3.40 The ERG conducted exploratory analyses, which involved the following modifications to the manufacturer's model:

3.41 The ERG incorporated the confidential discount applied to the list price of aflibercept, but not the confidential discount for ranibizumab, in its exploratory analysis outlined in section 3.40. It showed that aflibercept dominated ranibizumab because it resulted in lower costs and higher QALYs (incremental costs −£3049, incremental QALYs 0.053).

3.42 The ERG was aware that the discounts agreed in the patient access schemes for aflibercept and ranibizumab are confidential. Therefore, it applied a discount ranging from 0 to 50% to the list price of ranibizumab in its exploratory analysis as well as applying the discount to the list price of aflibercept. With the discounted price of aflibercept and a 0 to 45% reduction in the list price of ranibizumab, aflibercept dominated ranibizumab because it is less costly (incremental costs ranged from −£3049 to −£122) and has a greater QALY gain (incremental QALYs 0.053) than ranibizumab. With the discounted price of aflibercept and a 50% reduction in the list price of ranibizumab, the ICER for aflibercept compared with ranibizumab was £3820 per QALY gained (incremental cost £203, incremental QALY 0.053).
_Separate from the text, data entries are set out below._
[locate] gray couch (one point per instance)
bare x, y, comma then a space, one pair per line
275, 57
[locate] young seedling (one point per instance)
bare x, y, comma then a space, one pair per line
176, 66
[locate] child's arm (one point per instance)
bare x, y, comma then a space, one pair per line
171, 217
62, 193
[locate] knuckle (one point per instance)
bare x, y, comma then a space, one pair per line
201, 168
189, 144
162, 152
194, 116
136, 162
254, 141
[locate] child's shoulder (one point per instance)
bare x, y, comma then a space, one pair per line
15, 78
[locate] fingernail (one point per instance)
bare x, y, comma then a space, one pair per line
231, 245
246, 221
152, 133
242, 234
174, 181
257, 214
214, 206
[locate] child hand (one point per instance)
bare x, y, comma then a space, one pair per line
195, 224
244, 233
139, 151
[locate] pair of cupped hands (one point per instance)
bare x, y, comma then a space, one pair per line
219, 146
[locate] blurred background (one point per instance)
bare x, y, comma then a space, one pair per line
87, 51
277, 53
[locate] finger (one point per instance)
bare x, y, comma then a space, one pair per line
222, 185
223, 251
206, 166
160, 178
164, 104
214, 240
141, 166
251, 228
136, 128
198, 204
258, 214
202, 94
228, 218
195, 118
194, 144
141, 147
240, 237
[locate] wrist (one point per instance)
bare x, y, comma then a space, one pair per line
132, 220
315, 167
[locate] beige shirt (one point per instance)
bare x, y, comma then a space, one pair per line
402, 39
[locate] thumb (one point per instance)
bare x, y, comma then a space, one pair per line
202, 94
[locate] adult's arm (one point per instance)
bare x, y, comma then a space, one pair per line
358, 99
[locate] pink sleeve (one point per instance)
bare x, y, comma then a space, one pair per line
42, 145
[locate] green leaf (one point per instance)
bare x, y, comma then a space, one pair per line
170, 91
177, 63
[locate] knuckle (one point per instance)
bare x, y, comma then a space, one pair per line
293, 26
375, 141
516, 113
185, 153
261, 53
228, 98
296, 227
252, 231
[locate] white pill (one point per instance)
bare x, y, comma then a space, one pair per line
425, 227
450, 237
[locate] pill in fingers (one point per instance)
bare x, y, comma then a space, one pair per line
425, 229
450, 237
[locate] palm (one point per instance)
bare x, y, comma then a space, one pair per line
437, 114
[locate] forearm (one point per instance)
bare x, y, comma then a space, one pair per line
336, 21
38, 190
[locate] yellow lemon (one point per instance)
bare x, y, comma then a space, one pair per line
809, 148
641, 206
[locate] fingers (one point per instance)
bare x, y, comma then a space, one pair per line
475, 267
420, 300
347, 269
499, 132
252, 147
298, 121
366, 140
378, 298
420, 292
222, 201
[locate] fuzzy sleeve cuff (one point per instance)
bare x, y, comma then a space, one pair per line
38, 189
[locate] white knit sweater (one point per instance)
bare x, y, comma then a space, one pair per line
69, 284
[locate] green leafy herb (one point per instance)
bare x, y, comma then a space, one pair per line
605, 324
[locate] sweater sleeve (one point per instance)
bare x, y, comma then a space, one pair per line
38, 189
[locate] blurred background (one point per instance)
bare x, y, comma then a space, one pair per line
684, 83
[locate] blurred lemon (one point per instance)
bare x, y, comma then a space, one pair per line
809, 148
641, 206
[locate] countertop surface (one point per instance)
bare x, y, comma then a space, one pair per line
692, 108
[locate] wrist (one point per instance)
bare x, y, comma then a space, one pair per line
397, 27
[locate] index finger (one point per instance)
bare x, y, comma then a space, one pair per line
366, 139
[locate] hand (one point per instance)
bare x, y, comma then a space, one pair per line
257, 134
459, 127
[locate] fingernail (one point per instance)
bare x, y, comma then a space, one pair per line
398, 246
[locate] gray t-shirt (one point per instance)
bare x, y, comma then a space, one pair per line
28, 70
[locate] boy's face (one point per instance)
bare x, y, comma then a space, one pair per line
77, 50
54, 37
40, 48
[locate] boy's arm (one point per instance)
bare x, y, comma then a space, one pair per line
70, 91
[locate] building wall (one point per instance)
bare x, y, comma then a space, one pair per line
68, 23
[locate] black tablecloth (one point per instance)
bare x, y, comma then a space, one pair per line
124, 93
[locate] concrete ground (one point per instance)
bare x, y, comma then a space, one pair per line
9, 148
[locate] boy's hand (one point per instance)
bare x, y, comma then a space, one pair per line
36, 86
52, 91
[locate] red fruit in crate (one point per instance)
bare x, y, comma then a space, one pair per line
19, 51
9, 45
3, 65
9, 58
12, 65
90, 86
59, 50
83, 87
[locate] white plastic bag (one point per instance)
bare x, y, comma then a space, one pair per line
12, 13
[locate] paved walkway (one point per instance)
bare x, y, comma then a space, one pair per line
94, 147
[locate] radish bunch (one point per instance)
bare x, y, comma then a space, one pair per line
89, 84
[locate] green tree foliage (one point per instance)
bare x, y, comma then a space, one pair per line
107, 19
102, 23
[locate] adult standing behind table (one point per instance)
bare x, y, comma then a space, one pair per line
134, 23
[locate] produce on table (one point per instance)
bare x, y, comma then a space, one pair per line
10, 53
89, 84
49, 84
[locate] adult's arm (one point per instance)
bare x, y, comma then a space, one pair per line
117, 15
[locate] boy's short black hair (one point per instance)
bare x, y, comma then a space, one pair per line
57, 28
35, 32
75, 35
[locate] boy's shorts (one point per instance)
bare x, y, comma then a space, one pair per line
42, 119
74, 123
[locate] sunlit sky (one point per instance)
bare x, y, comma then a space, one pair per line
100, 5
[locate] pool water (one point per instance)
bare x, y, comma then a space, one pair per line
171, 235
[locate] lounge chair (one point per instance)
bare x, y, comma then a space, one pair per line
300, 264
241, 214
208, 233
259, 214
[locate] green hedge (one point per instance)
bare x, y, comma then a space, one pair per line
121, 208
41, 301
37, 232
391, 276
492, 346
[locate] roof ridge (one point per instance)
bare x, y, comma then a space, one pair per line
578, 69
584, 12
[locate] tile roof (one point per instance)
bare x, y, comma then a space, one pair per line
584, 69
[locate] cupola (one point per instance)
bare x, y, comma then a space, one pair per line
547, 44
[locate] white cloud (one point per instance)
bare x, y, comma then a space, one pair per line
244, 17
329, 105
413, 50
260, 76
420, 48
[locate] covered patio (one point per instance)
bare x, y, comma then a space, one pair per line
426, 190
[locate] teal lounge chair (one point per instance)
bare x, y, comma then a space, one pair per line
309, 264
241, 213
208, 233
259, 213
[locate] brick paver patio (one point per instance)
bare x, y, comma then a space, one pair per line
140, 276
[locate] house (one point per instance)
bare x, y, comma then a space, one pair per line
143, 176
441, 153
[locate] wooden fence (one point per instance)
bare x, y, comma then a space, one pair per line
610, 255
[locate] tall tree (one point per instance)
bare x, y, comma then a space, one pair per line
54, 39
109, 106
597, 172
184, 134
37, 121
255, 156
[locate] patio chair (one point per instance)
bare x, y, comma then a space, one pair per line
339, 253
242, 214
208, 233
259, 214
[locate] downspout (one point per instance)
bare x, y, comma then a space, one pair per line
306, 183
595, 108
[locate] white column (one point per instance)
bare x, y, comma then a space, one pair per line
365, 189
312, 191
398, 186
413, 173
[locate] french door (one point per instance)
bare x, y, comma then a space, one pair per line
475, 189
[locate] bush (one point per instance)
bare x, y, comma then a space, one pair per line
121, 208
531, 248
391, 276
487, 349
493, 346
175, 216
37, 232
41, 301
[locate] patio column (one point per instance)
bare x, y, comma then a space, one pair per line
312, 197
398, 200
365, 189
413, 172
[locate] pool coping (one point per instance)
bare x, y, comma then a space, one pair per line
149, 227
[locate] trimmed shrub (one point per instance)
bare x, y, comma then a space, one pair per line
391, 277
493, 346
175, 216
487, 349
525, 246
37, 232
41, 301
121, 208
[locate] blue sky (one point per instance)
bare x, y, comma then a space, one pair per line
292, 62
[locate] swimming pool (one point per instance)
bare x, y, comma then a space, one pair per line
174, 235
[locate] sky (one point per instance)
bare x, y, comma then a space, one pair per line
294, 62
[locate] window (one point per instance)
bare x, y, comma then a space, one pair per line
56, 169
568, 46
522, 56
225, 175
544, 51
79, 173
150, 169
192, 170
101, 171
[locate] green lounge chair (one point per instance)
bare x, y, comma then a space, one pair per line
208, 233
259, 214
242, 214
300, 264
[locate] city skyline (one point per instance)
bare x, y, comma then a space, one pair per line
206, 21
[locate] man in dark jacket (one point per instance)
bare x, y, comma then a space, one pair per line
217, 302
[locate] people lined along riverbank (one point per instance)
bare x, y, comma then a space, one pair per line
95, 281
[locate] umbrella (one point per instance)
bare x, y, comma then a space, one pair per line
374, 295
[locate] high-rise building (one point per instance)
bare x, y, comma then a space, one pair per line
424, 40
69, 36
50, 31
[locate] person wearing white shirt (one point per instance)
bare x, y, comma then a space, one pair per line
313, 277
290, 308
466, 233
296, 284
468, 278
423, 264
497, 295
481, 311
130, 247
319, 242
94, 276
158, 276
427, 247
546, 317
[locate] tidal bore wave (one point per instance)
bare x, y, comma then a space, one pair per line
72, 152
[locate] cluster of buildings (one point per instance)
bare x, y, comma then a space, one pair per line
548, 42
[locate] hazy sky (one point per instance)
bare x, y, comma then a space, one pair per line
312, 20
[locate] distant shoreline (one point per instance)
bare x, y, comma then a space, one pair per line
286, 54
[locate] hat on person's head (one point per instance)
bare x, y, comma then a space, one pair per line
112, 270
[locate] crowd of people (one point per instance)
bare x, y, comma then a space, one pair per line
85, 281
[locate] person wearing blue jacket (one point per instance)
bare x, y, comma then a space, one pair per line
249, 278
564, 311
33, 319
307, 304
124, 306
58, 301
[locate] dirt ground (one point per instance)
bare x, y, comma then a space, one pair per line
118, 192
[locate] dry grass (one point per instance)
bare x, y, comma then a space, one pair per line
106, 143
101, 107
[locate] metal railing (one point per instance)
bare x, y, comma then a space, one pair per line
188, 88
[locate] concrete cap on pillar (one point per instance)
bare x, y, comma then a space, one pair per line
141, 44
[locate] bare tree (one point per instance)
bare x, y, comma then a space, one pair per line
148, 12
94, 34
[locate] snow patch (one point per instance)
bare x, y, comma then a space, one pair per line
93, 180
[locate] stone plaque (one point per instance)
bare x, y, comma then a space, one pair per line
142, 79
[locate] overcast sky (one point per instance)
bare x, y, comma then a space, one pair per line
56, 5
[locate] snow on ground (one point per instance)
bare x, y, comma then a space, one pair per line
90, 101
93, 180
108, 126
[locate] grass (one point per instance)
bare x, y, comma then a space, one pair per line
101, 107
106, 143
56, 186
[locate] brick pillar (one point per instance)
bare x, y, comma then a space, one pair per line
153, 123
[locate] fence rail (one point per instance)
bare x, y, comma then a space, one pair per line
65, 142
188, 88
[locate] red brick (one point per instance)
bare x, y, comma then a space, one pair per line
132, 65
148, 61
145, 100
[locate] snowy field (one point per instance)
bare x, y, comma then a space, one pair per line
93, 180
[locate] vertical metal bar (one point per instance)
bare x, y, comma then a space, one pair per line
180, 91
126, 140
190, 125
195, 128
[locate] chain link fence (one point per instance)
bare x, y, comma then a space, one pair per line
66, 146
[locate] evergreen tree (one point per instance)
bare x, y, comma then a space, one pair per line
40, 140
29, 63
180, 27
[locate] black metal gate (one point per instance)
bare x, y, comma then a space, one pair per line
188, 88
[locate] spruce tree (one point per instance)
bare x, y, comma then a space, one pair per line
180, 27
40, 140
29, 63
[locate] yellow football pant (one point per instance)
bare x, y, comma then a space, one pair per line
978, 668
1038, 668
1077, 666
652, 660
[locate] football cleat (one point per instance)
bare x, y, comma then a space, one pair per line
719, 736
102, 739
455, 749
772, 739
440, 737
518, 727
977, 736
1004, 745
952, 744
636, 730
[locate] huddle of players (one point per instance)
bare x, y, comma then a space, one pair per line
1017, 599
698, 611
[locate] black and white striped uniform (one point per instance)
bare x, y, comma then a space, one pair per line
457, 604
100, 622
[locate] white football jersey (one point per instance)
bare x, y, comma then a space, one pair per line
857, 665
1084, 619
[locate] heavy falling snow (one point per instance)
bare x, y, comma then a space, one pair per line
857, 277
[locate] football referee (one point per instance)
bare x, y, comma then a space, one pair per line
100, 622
3.43 The ERG carried out sensitivity analyses around the relative risk of losing 15 or more letters at 6 months, the administration cost, duration of treatment, adverse events, and the source of utility values. The ERG used the discount to the list price of aflibercept and reduced the list price of ranibizumab by a value of either 0% or 10 to 50% in increments of 5%.

3.44 The ERG also presented a deterministic ICER for aflibercept compared with dexamethasone. Incorporating the patient access scheme for aflibercept, the ICER for aflibercept compared with dexamethasone was £12,265 per QALY gained (incremental cost £2285, incremental QALY 0.186).

3.45 The ERG also carried out exploratory analyses on the comparison of aflibercept with dexamethasone, incorporating the patient access scheme for aflibercept. Increasing the duration of treatment to 2 years resulted in an ICER for the comparison of aflibercept with dexamethasone of £14,034 per QALY gained and increasing it to 5 years resulted in an ICER of £18,699 per QALY gained. For the comparison of aflibercept with dexamethasone, using Czoski-Murray utility values with the 'worse-seeing eye' resulted in an ICER of £12,868 per QALY gained, and with the 'better-seeing eye' resulted in an ICER of £18,740 per QALY gained. Using Brown utility values with the 'worse-seeing eye' resulted in an ICER of £16,833 per QALY gained, and with the 'better-seeing eye' resulted in an ICER of £28,523 per QALY gained.

3.46 Full details of all the evidence are in the manufacturer's submission and the ERG report.